George Sharp

Personal information
- Full name: George Sharp
- Born: 12 February 1950 (age 76) West Hartlepool, England
- Nickname: Blunt, Razor, Sharpie
- Height: 5 ft 11 in (1.80 m)
- Batting: Right-handed
- Bowling: Left-arm medium
- Role: Wicket-keeper

Domestic team information
- 1968–1985: Northamptonshire County Cricket Club

Umpiring information
- Tests umpired: 15 (1996–2002)
- ODIs umpired: 31 (1996–2001)
- WODIs umpired: 2 (2007–2011)
- WT20Is umpired: 2 (2006–2012)
- FC umpired: 301 (1992–2015)

Career statistics
| Competition | First-class | List A |
| Matches | 306 | 285 |
| Runs scored | 6,254 | 2,377 |
| Batting average | 19.85 | 15.74 |
| 100s/50s | 0/50 | 0/1 |
| Top score | 98 | 51* |
| Balls bowled | 114 | – |
| Wickets | 1 | – |
| Bowling average | 70 | – |
| 5 wickets in innings | 0 | – |
| 10 wickets in match | 0 | – |
| Best bowling | 1/47 | – |
| Catches/stumpings | 565/90 | 242/50 |
- Source: Cricinfo, 6 March 2009

= George Sharp (cricketer) =

English cricketer and umpire

George Sharp (born 12 March 1950) is an English former first-class cricketer and umpire.

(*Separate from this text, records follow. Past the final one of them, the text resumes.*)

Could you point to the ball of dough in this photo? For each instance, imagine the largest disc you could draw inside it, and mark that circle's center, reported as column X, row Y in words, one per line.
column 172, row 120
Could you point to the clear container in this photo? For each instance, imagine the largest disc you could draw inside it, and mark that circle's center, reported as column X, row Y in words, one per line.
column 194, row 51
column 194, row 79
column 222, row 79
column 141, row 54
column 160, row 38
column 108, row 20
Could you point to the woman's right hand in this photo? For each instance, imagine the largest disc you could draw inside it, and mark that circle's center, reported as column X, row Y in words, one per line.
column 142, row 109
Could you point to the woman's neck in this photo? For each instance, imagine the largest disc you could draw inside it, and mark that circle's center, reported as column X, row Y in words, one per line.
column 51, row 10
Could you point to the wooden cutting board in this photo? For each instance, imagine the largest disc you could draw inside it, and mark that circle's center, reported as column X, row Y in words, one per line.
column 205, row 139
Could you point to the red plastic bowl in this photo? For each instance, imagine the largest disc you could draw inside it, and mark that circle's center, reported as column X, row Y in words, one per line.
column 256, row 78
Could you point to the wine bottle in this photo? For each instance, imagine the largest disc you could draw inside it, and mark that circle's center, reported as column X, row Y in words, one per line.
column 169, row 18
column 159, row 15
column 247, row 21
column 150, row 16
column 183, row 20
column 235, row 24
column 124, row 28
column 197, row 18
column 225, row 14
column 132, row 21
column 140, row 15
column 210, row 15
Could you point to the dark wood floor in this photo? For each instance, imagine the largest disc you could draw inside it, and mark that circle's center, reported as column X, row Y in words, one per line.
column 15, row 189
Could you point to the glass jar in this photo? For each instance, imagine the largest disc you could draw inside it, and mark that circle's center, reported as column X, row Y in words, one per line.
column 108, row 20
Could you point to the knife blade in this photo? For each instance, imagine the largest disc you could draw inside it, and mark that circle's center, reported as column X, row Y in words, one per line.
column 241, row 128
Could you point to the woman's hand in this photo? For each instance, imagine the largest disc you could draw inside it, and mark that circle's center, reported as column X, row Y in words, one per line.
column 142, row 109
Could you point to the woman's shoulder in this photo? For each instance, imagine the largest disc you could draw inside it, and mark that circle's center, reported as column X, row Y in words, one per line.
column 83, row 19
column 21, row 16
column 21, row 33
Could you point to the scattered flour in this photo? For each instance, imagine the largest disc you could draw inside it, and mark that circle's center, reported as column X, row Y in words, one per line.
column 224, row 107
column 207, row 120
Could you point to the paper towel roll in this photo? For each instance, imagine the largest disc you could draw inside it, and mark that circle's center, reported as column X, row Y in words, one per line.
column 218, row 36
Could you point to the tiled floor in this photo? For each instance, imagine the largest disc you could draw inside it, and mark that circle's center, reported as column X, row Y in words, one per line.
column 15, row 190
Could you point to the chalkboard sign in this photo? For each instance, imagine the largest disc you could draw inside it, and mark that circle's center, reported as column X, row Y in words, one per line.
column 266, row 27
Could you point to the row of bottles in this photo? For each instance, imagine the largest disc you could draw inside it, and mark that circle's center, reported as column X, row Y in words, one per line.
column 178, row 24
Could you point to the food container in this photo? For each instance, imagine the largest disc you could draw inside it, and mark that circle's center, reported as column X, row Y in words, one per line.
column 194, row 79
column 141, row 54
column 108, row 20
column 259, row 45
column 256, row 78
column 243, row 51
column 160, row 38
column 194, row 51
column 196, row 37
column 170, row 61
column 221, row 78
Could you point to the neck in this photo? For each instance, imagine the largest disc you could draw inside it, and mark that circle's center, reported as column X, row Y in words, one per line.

He was born at West Hartlepool, County Durham.

==Playing career==
Sharp spent 17 years at Northamptonshire and played more than 300 games, as a wicketkeeper batsman, hitting 50 half-centuries in his career, but never managing to get a century, his highest score being 98.

==Umpiring career==
Sharp umpired 15 Tests and 31 One Day Internationals. He umpired over 300 matches in First-class and List A cricket. Sharp continued to umpire matches in England until 2015, when he turned 65. ECB policy requires all umpires to retire when they reach this age, in order to allow younger umpires to gain employment. Sharp and fellow Northamptonshire team-mate and umpire Peter Willey challenged this decision at an employment tribunal, alleging age discrimination on the part of the ECB, but lost their case.